To this Tridentine position Vatican I (1869-70) added the doctrine of papal infallibility, locating the supreme authority for interpreting the deposit of the word of God in the Pope himself. The decree on Papal infallibility was defined on 18th July 1870. It declares that the Pope is infallible when teaching ex cathedra on matters of faith and practice, that he can teach thus even without the consent of the church, and that such teachings are ‘irreformable of themselves, not because of the consent of the Church’.4 Again, the Pope did not technically claim the right to innovate: when speaking ex cathedra he simply declares the correct interpretation of the already given twofold word of God. 

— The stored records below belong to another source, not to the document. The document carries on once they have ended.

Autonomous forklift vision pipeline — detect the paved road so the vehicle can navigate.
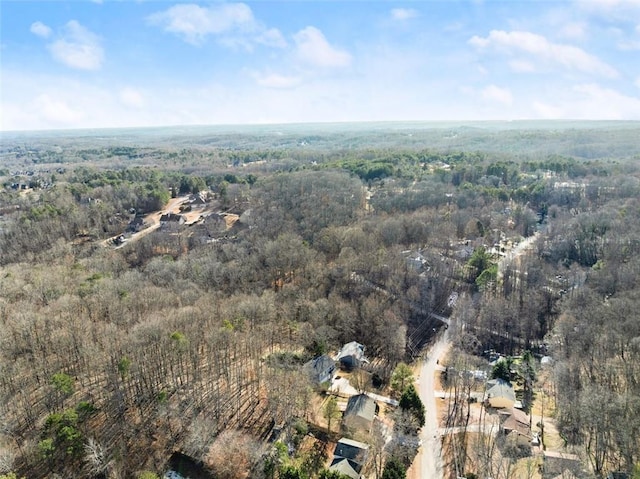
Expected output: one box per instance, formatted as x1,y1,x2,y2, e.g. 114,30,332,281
415,330,451,479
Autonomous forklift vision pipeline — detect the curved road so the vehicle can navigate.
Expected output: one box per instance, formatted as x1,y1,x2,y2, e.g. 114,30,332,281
413,329,451,479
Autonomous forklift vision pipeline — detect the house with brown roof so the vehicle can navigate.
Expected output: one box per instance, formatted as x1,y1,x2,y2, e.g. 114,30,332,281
342,394,378,432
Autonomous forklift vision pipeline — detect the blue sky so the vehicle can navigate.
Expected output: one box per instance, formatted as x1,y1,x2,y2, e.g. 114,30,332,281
0,0,640,130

Session 6 of the Council of Trent on the doctrine of justification does not teach that we can save ourselves by our own effort. It is not Pelagian. It clearly states that divine grace is necessary for salvation. Nevertheless, it does teach that we can cooperate with God in the work of our justification by using the free will that remains after the fall, a free will that has been weakened but not destroyed by sin. In that sense, the Council is semi-Pelagian. According to Trent, faith is necessary for justification, but it is only the beginning of it. When we cooperate and do good works in the power of the Holy Spirit, those works themselves grow our justification and can actually merit the reward of eternal life on the last day: 

We must believe that nothing further is wanting to the justified for them to be regarded as having entirely fulfilled the divine law in their present condition by the works they have done in the sight of God; they can also be regarded as having truly merited eternal life, which they will obtain in due time, provided they die in the state of grace.5


Writing at the time of the Reformation, Archbishop Thomas Cranmer reflected on the activity of the people in Roman Catholic masses rushing from altar to altar to worship the elevated host. He explained their activity on the basis of the doctrine of transubstantiation, the belief that in the mass the substance of the bread becomes the substance of Christ himself:

What made the people to run from their seats to the altar, and from altar to altar, and from sacring (as they called it) to sacring, peeping, tooting and gazing at that thing which the priest held up in his hands, if they thought not to honour the thing which they saw? What moved the priests to lift up the sacrament so high over their heads? Or the people to say to the priest “Hold up! Hold up!”; or one man to say to another “Stoop down before”; or to say “This day I have seen my Maker”; and “I cannot be quiet except I see my maker once a day”? What was the cause of all these, and that as well the priest and the people so devoutly did knock and kneel at every sight of the sacrament, but that they worshipped that visible thing which they saw with their eyes and took it for very God?6

The doctrine of transubstantiation was defined at the Fourth Lateran Council in 1215 and repeated at Session 13 of the Council of Trent: ‘by the consecration of the bread and wine, there takes place a change of the whole substance of bread into the substance of the body of Christ our Lord and of the whole substance of wine into the substance of his blood’.7This belief forms the basis for Roman Catholic worship of the bread and wine in the mass, which Trent takes to be the worship of God himself:

There remains, therefore, no room for doubting that all the faithful in Christ, in accordance with the perpetual custom of the Catholic Church, must venerate this most holy Sacrament with the worship of latria that is due to the true God.8


[1] Decree on the Reception of the Sacred Books and Traditions, in Compendium, §1501.

[2] Compendium, §1501.

[3] Compendium, §1501.

[4] Pastor Aeternus, c. 4, in Compendium, §3074.

[5] Decree on Justification, c. 16, in Compendium, §1546.

[6] Cited in Eamon Duffy, The Stripping of the Altars: Traditional Religion in England 1400-1580 (New Haven: Yale University Press, 1992), p. 98.

[7] Decree on the Sacrament of the Eucharist, c. 4, in Compendium, §1642; for Lateran IV, see §802. 

[8] Decree on the Sacrament of the Eucharist, c. 5, in Compendium, §1643.